Felipe de Edimburgo ha vivido muchas vidas en sus casi cien años sobre la faz de la tierra. Precursor de la campechanía, supo sobreponerse a los problemas políticos de su infancia griega, a la frágil salud y la esquizofrenia de su madre y a los rigores de una corte como la inglesa, muy dada a hacerle la vida imposible a todos los recién llegados.

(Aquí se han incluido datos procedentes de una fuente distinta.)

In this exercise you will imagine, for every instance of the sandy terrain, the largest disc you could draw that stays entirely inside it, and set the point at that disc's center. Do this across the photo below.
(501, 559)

El querido tío Philip, como era conocido por la Familia Real española, con la que estaba emparentado a través de la reina Sofía, supo crearse su personaje al margen de las idas y venidas por los pasillos de Buckingham. Con una bien ganada fama de bocazas, el marido de Isabel II ejerció de mediador entre las distintas facciones de los Windsor y se ganó el respeto de la opinión pública al ejercer como tutor de Guillermo y Enrique cuando se quedaron sin su madre, Diana de Gales, en plena adolescencia. A ellos supo darles el cariño y la compañía de la que no disfrutaron sus hijos.
Con el nada despreciable registro de 73 años casado, se retiró de la vida pública hace poco más de un trienio, pero nadie en el Reino Unido ha olvidado su forma singular de mantener sus viejas costumbres, con un lenguaje que en los actuales parámetros no superaría el análisis de los guardianes de la ortodoxia y los ofendiditos por sus tintes machistas e incluso xenófobos.
Felipe fue lo que se dice un profesional. Supo cambiar con los tiempos y convertirse en un adalid de la ciencia en un entorno en el que las tradiciones y el pasado se imponen casi siempre al futuro. Isabel II lo echará mucho de menos. Pero no será la única.